It also forms most of our client side validation because it works in all browsers. So simply by turning it off you can circumvent what most people use as their only line of defense.
Another possibility is that you check for this information but someone changes the function to return a positive result all the time regardless of inputs. This can be done usually quite easily with modern in browser developer tools.
So to prevent these types of mistakes you shouldn’t rely on your client side validation as your only method of validating input before it hits your data repository.
You should always use a central validation source so that all strings for example are validated in the same manner, all integers etc.

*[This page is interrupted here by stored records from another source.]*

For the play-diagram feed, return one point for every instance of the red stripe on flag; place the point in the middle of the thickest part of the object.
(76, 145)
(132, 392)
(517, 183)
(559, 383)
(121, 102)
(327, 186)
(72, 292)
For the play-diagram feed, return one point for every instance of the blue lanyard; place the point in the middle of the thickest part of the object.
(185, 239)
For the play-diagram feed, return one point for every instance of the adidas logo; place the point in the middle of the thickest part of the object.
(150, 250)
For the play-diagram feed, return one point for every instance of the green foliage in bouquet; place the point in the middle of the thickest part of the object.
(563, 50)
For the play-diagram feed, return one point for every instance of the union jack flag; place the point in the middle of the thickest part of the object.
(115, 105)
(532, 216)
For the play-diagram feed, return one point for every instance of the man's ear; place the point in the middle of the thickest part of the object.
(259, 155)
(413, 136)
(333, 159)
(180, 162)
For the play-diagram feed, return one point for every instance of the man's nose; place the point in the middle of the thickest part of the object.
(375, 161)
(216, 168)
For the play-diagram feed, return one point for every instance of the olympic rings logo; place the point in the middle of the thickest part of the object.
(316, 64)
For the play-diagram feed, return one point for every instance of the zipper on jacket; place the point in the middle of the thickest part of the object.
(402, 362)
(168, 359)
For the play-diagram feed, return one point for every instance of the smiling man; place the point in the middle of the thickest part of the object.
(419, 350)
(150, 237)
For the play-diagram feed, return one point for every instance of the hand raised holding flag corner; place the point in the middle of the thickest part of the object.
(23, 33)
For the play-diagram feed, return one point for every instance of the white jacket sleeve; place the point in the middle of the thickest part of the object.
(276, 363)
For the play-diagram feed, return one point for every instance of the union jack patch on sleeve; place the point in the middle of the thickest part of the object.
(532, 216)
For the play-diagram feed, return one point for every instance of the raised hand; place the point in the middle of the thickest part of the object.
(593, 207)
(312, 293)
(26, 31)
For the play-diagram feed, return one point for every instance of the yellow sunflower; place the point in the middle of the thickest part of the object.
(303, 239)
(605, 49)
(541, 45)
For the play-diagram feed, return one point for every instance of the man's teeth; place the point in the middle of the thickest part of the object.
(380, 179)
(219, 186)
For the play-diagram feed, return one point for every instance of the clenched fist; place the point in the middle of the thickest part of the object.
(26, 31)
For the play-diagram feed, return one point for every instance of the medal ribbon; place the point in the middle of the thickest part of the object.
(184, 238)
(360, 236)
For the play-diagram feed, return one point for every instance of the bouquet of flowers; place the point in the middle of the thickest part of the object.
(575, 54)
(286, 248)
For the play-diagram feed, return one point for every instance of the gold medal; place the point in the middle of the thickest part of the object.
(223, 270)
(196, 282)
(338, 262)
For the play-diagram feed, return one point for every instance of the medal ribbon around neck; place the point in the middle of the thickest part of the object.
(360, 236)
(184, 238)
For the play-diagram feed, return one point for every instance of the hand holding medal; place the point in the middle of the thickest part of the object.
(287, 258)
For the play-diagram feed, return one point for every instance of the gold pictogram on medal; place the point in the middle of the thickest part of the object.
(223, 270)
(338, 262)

This way, you can manage changes to your code base more effectively and also you will follow the DRY principle.
There is an example on Daily WTF of this issue being exploited very easily and saving the submitter of the article a couple of dollars in the process.
You should only use whitelists rather than blacklists. Whitelists define what you will expect whereas blacklists define all that you don’t expect which you may or may not know. So which is easier to implement when you see it written like that?

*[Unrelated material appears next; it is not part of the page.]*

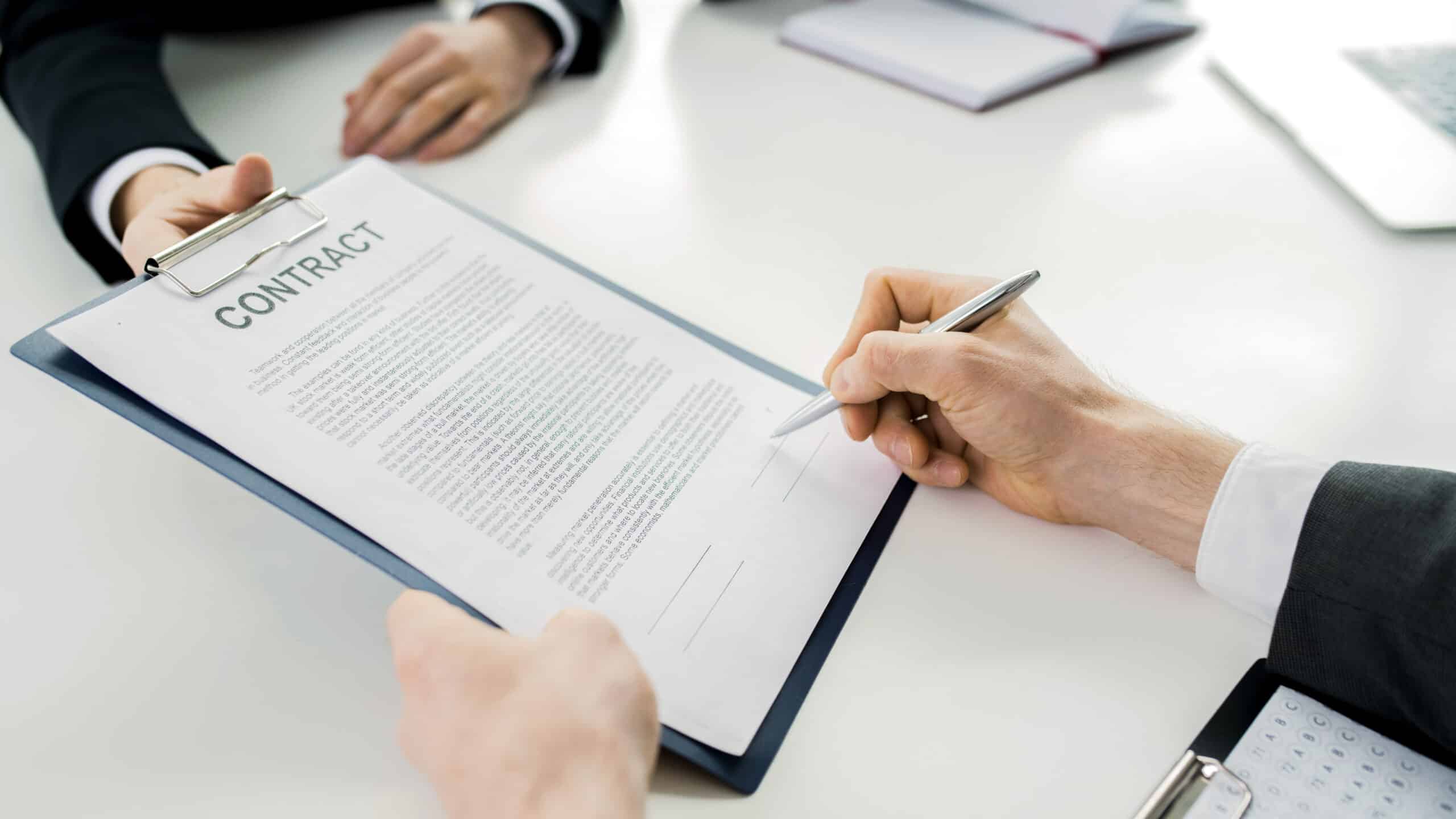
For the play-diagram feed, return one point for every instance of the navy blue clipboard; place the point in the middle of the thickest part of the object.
(740, 773)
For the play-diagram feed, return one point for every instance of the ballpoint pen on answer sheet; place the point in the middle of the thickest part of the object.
(961, 320)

You need to make sure that you escape any special characters. Most Irish based developers are familiar with escaping the apostrophe due to it being used quite frequently in many Irish surnames. But if you expect additional script types you should be expecting them and code accordingly.
Try and validate your inputs according to the RFC rules for that input and finally when you are using XML validate it against the schema. The Validation class in the System.Xml namespace is very useful in this regard and should be in your standard toolkit of code snippets when you are dealing with XML.